Preserving styles using python's xlrd,xlwt, and xlutils.copy

YGA picture YGA · Sep 16, 2010 · Viewed 39.1k times · Source

I'm using xlrd, xlutils.copy, and xlwt to open up a template file, copy it, fill it with new values, and save it.

However, there doesn't seem to be any easy way to preserve the formatting of the cells; it always gets blown away and set to blank. Is there any simple way I can do this?

Thanks! /YGA

A sample script:

from xlrd import open_workbook
from xlutils.copy import copy
rb = open_workbook('output_template.xls',formatting_info=True)
rs = rb.sheet_by_index(0)
wb = copy(rb)
ws = wb.get_sheet(0)
for i,cell in enumerate(rs.col(8)):
    if not i:
        continue
    ws.write(i,2,22,plain)
wb.save('output.xls')

Versions:

  • xlrd: 0.7.1
  • xlwt: 0.7.2

Answer

Søren Løvborg picture Søren Løvborg · Oct 7, 2011

There are two parts to this.

First, you must enable the reading of formatting info when opening the source workbook. The copy operation will then copy the formatting over.

import xlrd
import xlutils.copy

inBook = xlrd.open_workbook('input.xls', formatting_info=True)
outBook = xlutils.copy.copy(inBook)

Secondly, you must deal with the fact that changing a cell value resets the formatting of that cell.

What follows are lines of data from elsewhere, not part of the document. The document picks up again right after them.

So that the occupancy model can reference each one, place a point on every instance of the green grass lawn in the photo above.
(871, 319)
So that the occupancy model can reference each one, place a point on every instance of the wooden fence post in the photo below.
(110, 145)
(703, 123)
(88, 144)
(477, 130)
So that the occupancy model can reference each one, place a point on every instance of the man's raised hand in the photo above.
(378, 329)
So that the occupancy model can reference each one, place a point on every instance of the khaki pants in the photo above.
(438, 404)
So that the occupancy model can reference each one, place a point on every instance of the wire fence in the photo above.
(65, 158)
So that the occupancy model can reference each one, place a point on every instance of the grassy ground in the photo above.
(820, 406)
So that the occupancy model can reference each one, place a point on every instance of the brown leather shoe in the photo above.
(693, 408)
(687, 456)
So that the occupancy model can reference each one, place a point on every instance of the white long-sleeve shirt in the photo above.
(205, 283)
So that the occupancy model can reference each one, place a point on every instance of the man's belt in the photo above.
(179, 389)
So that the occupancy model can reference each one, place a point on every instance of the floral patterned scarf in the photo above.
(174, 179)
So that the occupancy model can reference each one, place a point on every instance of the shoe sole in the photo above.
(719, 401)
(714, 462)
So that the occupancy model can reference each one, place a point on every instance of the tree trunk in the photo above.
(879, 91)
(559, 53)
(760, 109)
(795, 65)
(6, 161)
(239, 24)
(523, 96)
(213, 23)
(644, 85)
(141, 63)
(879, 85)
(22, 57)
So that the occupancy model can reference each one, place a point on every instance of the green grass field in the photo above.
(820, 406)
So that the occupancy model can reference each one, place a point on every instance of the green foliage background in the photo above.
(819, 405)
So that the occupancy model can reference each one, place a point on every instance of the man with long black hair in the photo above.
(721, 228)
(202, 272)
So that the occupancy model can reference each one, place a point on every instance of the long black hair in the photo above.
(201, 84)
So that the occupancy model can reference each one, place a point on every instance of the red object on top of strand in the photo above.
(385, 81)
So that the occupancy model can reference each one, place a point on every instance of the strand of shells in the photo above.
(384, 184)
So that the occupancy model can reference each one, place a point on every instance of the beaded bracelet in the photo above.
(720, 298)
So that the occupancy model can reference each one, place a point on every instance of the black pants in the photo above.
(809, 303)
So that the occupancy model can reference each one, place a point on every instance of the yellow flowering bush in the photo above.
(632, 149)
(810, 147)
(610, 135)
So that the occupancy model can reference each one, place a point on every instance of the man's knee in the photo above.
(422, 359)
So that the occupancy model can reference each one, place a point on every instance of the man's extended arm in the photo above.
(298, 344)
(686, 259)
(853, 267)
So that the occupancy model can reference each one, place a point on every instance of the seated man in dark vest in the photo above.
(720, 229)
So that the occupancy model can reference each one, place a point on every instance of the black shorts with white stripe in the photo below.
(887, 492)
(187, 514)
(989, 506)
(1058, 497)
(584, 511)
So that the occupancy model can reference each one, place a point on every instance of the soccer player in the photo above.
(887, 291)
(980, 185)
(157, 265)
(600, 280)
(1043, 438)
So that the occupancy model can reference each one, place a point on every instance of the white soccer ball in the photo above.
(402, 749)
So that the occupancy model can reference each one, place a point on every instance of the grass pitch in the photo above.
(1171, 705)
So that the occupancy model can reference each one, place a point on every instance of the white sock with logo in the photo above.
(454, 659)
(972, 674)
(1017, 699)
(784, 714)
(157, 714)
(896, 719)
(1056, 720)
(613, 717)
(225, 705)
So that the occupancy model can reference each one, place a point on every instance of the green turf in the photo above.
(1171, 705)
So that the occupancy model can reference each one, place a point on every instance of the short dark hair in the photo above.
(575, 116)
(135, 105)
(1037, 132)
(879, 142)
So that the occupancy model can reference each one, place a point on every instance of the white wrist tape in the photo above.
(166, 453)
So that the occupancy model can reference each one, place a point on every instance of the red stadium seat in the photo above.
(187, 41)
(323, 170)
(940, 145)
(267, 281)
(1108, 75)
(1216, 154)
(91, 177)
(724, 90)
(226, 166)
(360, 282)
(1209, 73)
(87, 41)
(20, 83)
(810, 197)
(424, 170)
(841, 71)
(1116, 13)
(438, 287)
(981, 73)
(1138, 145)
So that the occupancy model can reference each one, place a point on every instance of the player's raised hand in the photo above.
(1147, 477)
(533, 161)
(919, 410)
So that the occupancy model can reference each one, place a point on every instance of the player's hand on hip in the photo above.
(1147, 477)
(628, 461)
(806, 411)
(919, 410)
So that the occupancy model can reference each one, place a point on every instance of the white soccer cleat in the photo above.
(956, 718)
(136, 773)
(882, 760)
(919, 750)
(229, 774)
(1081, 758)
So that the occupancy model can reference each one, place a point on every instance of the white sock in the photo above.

This is less pretty; I use the following hack where I manually copy the formatting index (xf_idx) over:

def _getOutCell(outSheet, colIndex, rowIndex):
    """ HACK: Extract the internal xlwt cell representation. """
    row = outSheet._Worksheet__rows.get(rowIndex)
    if not row: return None

    cell = row._Row__cells.get(colIndex)
    return cell

def setOutCell(outSheet, col, row, value):
    """ Change cell value without changing formatting. """
    # HACK to retain cell style.
    previousCell = _getOutCell(outSheet, col, row)
    # END HACK, PART I

    outSheet.write(row, col, value)

    # HACK, PART II
    if previousCell:
        newCell = _getOutCell(outSheet, col, row)
        if newCell:
            newCell.xf_idx = previousCell.xf_idx
    # END HACK

outSheet = outBook.get_sheet(0)
setOutCell(outSheet, 5, 5, 'Test')
outBook.save('output.xls')

This preserves almost all formatting. Cell comments are not copied, though.